“No, indeed I did not, for it may be the children will have a chance yet some day, for a bit of an outing.”

“I have decided they are all to have it yet, Mrs. Bennett, this very summer, and just as Miss Julia planned, too. That’s what I came to tell you, if you will trust them to me.”

“Trust you! Oh, my dear! but it would be too much care for those young shoulders; too much by far.”

“Mrs. Bennett,” said Courage, so earnestly as to carry conviction, “I thought so at first, too, but the plan has grown to be just as dear to me as it was to Miss Julia, and now, if you do not let me carry it out, I do not see how I can ever live through this first summer.”

“Then indeed I will let you,” and then she added slowly, and with an accent on every word, “and you are just Miss Julia’s own child!” and Courage thought them the very sweetest words she had ever heard, or ever could hear again.

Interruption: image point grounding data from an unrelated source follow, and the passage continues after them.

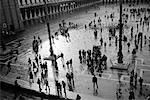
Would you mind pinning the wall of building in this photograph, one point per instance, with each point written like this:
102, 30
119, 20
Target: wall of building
19, 13
11, 15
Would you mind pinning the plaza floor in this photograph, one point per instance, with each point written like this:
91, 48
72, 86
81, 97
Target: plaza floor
84, 39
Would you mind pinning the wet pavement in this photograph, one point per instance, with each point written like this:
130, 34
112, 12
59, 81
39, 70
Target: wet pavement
84, 39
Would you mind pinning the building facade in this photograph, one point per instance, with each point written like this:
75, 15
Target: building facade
16, 14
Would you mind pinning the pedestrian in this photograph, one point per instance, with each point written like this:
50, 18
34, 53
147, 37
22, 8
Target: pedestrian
39, 83
132, 32
72, 78
78, 97
101, 41
116, 41
95, 85
29, 62
35, 45
64, 87
9, 67
131, 95
95, 34
37, 61
53, 39
47, 86
135, 80
149, 43
141, 83
40, 42
145, 40
109, 40
128, 44
85, 26
105, 46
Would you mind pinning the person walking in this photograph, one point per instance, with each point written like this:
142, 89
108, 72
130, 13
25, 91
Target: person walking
64, 87
39, 83
47, 86
95, 85
141, 83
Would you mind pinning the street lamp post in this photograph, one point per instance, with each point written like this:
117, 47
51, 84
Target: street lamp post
120, 54
51, 57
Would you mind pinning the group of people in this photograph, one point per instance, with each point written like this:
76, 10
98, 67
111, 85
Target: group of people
93, 59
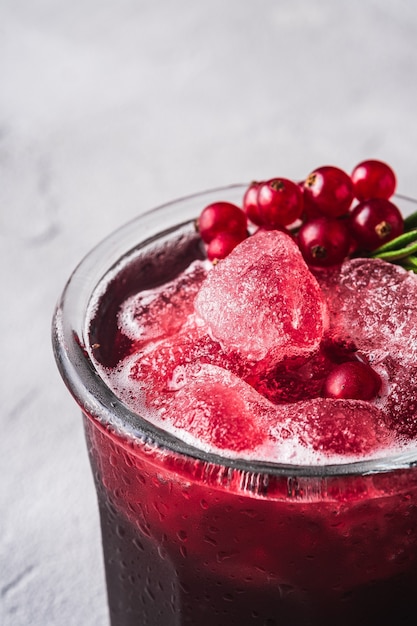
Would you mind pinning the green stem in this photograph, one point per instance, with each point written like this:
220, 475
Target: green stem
396, 255
410, 222
399, 242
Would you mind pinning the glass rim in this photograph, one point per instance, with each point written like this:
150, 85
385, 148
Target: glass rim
96, 398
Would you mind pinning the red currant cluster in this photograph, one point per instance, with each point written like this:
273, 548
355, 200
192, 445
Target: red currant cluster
320, 212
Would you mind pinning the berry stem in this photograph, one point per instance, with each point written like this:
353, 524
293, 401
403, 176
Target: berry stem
410, 222
396, 255
410, 263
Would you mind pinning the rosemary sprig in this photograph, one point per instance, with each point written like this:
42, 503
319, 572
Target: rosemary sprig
402, 249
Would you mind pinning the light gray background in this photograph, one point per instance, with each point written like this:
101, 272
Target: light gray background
108, 109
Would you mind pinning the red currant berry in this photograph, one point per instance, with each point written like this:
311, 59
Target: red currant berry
324, 241
330, 190
222, 245
352, 380
373, 179
280, 202
374, 222
221, 217
250, 203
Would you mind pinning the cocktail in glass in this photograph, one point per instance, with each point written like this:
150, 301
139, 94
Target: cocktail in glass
194, 537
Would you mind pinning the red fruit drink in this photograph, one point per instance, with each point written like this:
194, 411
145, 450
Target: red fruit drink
230, 492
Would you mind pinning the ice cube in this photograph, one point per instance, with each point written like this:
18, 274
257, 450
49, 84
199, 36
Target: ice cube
216, 409
159, 312
262, 300
372, 304
158, 366
339, 427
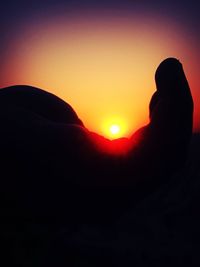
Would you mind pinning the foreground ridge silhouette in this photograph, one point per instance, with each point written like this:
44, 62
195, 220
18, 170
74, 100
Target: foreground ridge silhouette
53, 169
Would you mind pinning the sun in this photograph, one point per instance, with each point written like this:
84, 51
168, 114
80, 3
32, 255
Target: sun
115, 129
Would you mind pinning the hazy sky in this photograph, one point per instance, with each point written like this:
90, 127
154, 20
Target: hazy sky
100, 56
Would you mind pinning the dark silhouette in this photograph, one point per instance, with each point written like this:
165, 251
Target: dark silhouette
54, 170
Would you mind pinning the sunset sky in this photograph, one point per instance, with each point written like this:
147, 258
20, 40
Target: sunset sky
100, 56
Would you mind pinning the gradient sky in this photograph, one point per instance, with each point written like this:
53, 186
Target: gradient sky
99, 56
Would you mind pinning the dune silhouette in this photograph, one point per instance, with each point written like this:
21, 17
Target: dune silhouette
54, 170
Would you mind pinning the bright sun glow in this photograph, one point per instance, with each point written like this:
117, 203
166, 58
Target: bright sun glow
114, 129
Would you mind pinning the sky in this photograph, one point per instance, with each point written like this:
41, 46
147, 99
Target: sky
100, 56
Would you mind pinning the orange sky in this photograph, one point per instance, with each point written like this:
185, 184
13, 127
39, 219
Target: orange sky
103, 67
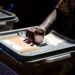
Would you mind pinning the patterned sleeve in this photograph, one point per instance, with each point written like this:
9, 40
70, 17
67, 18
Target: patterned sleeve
66, 6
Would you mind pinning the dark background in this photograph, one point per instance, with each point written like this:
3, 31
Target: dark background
30, 12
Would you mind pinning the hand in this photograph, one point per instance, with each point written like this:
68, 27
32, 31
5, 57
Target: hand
35, 35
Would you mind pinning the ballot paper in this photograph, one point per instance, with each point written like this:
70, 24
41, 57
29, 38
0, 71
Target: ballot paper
53, 39
18, 43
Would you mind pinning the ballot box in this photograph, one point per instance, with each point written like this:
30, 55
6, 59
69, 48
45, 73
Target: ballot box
35, 60
7, 20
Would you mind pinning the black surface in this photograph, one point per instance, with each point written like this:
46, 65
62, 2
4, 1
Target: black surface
5, 70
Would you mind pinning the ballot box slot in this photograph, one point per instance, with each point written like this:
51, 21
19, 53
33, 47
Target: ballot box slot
62, 37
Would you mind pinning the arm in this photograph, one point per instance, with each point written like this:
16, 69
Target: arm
49, 20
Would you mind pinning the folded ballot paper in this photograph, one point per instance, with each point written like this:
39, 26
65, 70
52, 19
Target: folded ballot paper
17, 42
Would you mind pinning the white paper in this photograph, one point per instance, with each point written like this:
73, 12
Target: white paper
52, 39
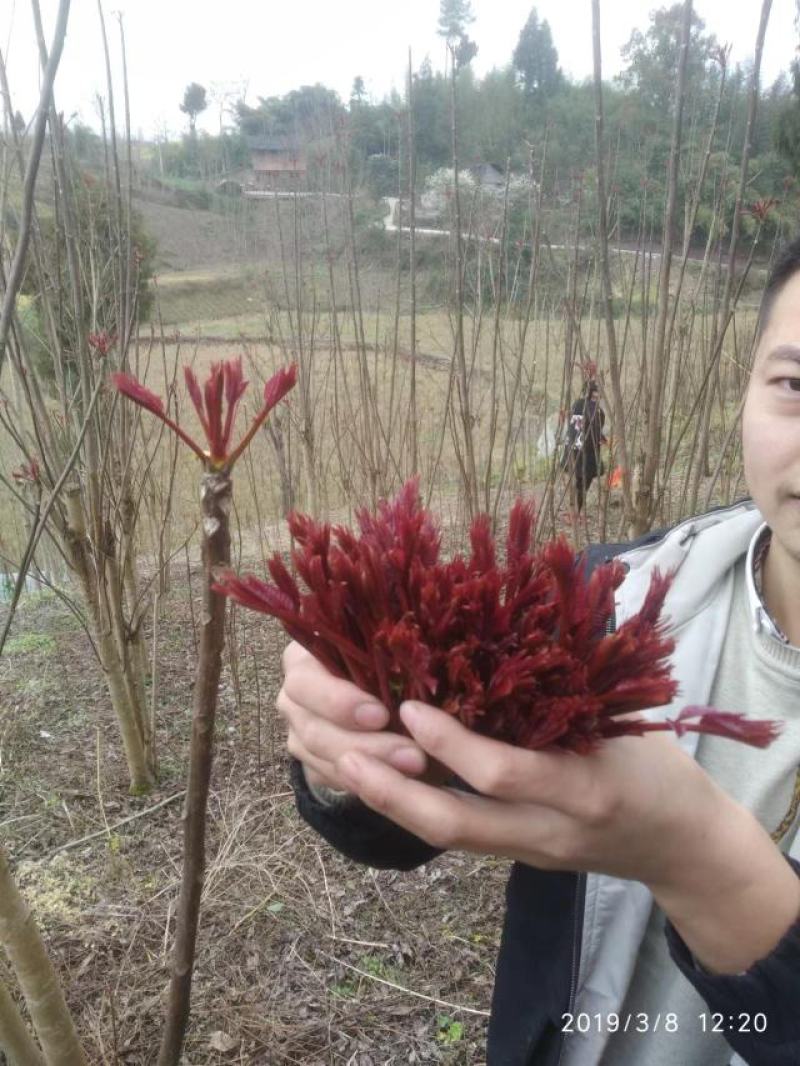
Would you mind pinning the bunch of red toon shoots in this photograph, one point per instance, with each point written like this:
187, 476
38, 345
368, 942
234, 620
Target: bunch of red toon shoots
521, 650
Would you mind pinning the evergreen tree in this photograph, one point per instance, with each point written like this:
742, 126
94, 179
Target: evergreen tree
194, 101
358, 92
453, 18
536, 59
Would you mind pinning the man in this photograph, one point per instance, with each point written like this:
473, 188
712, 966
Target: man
584, 439
653, 911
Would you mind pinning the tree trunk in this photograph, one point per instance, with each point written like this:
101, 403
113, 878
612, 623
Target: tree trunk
618, 405
37, 980
15, 1040
216, 497
654, 398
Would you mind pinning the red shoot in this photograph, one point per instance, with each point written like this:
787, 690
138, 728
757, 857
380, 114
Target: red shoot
216, 403
517, 649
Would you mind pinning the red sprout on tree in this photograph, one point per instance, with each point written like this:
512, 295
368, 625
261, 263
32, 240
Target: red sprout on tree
216, 403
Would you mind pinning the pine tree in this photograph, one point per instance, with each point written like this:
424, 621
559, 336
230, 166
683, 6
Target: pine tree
453, 17
536, 59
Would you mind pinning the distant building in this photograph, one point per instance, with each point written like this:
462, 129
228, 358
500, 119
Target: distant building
278, 162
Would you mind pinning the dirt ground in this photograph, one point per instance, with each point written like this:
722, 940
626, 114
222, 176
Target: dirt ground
303, 957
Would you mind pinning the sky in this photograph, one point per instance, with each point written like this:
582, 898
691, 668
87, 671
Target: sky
239, 48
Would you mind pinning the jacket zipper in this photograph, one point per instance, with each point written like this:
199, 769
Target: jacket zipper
576, 938
579, 906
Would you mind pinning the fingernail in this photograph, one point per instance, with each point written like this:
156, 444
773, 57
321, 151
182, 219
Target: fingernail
371, 715
408, 760
349, 766
411, 713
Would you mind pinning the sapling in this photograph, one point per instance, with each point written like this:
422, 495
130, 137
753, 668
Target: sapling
216, 404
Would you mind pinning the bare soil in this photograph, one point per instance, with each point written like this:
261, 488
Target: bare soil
303, 957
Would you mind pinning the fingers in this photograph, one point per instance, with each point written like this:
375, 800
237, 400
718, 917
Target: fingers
492, 768
319, 742
309, 684
449, 819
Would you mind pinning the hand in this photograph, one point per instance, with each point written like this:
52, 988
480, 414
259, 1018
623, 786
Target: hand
329, 717
638, 808
630, 809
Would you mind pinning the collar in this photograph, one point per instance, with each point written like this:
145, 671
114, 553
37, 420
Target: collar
762, 619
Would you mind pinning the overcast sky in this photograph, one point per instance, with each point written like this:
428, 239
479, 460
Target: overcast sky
264, 49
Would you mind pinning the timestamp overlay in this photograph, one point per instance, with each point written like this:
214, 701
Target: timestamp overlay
668, 1021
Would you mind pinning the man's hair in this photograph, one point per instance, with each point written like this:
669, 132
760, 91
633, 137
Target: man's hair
785, 267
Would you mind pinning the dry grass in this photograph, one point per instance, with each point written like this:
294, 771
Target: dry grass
303, 957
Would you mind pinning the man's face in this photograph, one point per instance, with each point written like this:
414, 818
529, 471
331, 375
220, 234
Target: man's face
771, 421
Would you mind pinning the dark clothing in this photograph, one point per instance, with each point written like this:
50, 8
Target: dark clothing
582, 449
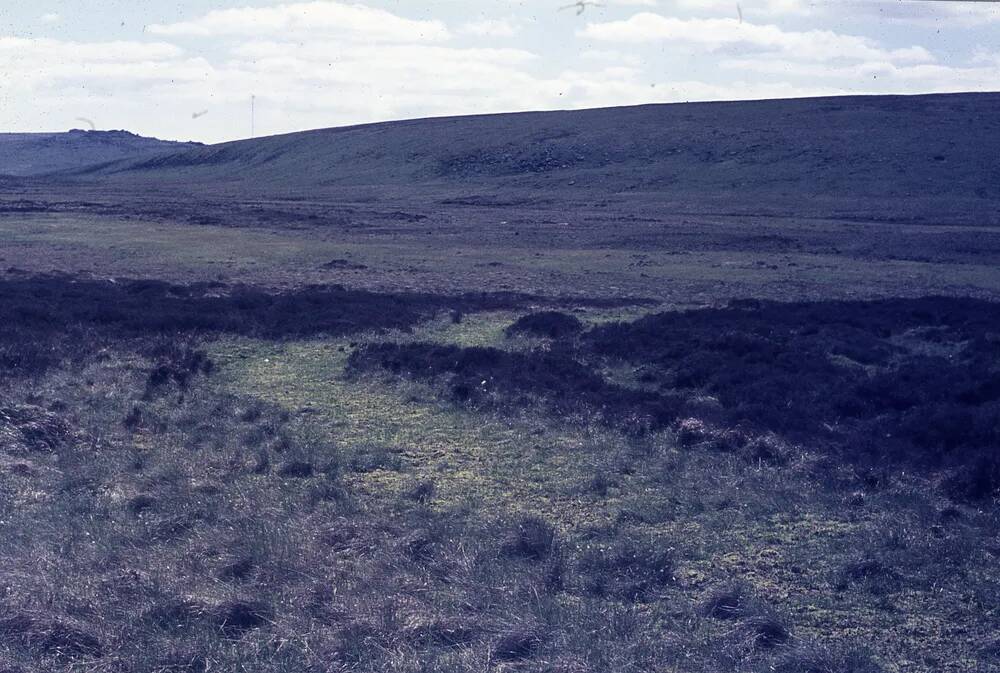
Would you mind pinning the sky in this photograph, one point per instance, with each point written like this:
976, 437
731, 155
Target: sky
188, 69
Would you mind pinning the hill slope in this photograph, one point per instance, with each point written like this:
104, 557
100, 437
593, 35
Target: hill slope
30, 154
878, 146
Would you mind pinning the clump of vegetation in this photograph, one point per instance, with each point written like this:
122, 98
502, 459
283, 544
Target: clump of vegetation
627, 569
547, 324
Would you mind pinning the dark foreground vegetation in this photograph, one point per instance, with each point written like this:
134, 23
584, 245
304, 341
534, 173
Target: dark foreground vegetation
155, 521
907, 382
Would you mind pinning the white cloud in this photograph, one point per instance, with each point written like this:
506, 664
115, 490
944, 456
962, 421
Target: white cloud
879, 76
748, 7
490, 28
313, 18
714, 34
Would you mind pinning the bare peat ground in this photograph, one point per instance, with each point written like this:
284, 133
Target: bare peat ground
458, 428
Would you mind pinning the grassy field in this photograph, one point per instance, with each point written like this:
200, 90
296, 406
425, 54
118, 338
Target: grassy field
197, 476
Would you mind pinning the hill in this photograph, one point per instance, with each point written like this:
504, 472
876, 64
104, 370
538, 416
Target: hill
32, 154
944, 147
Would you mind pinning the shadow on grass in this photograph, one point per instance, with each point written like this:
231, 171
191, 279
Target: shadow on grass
44, 316
905, 381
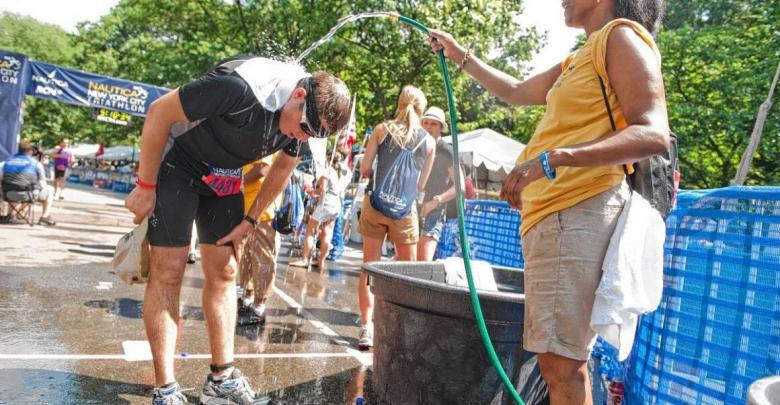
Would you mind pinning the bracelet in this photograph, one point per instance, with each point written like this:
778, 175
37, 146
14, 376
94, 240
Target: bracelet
145, 185
466, 58
251, 221
548, 171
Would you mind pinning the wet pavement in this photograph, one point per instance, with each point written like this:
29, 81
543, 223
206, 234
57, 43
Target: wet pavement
71, 332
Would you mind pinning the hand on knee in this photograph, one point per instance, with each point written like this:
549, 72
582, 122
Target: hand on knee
558, 370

“May I tell the children?” she asked, eagerly. “Where are they?”

Mrs. Bennett did not answer. I believe she could not, but she opened the window and Courage knew that meant the children were below in their favourite corner.

“Oh, let me call them, please,” resting one hand on Mrs. Bennett’s arm and leaning far out over the sill.

“Children! come up stairs for a moment, I have something to tell you. Come up quickly.” Courage hardly knew her own voice, it rang out so cheerily.

“Oh, Miss Courage!” chorused four little voices, only this time the sound was in her ears as well as in her heart, and as she watched the children tumble helter-skelter from the horses in the yard way down below her, a smile that was almost merry drove the shadows from her face.